They had everything-she wasn’t sure how they had it all, but they did-everything she’d said into a pay phone, cell phone, home phone, some things she’d said aloud to herself at home, the text from each of the e-mails she’d let fly to Senator Kircher from Kinko’s and Morpheus. They knew about her relationship with Eddie Rothgeb, they had transcripts of every conversation she’d had with the mysterious W. Cooper, and they had meticulous documentation of her precise whereabouts within the confines of the headquarters building, pretty much minute by minute.

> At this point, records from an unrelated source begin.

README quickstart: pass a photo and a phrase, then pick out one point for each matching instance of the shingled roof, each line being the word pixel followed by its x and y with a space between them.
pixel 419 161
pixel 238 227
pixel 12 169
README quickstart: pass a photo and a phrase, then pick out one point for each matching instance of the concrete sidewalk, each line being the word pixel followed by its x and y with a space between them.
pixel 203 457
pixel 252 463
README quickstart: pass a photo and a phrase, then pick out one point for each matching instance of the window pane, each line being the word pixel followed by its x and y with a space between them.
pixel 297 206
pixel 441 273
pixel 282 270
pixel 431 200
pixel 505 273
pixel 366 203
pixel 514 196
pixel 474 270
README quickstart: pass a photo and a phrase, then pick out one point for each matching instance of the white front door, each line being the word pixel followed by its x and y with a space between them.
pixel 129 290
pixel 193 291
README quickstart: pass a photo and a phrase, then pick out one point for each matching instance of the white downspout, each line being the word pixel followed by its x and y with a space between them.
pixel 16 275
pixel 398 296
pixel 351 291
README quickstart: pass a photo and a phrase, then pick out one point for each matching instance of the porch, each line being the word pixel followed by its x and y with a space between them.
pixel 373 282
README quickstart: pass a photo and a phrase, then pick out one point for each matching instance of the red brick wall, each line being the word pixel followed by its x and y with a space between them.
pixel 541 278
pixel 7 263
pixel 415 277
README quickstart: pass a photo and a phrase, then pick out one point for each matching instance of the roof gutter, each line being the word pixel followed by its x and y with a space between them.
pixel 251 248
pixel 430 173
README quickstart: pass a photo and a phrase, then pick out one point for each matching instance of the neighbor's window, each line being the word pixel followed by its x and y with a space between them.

What Laramie decided to do was admit to divulging classified intelligence to Eddie Rothgeb and W. Cooper; she chose not to go belly-up on the Kircher e-mails. She’d devised this strategy on the walk over to the IIU wing from her cubicle, and stuck to it for the duration of the session. She found she had some ground to stand on, since she’d never put her name on anything, had never sent or received anything relating to the senator from home, or the office, or anywhere tied to her real name; she’d been careful with her language in the summary she’d sent, steering clear of names, departments, and specific intel and analysis that could be directly tied to her. She didn’t actually see how it really made any difference that she refused to own up to the cyber communiqués with a U.S. senator who supposedly oversaw the government’s intelligence operations, but stonewalling the interrogators at least gave her something to focus on during the caffeine-deprivation marathon. She also guessed that anybody inside or outside CIA contemplating bringing criminal charges against her would see the Kircher leak as the most egregious of the offenses she’d committed over the past three weeks of her life, and any physical evidence they’d have linking her to Kircher would be dicey at best. She’d passed the lie detector tests with flying colors.

While she chose not to own up to the Kircher notes, she found, oddly enough, that the line of questioning pursued by the roster of interrogators focused almost solely on her correspondence with W. Cooper. Between bolts of pain from the caffeine headache, she found this emphasis disturbing, presuming Cooper was in fact who he purported to be. She had a pretty good hunch he wasn’t anything or anybody different than he claimed, and at least until recently she’d done all right sticking by her instincts. Cooper himself had pegged her as a human lie detector machine. Why, then, the fourth degree on her phone calls with an Agency operative?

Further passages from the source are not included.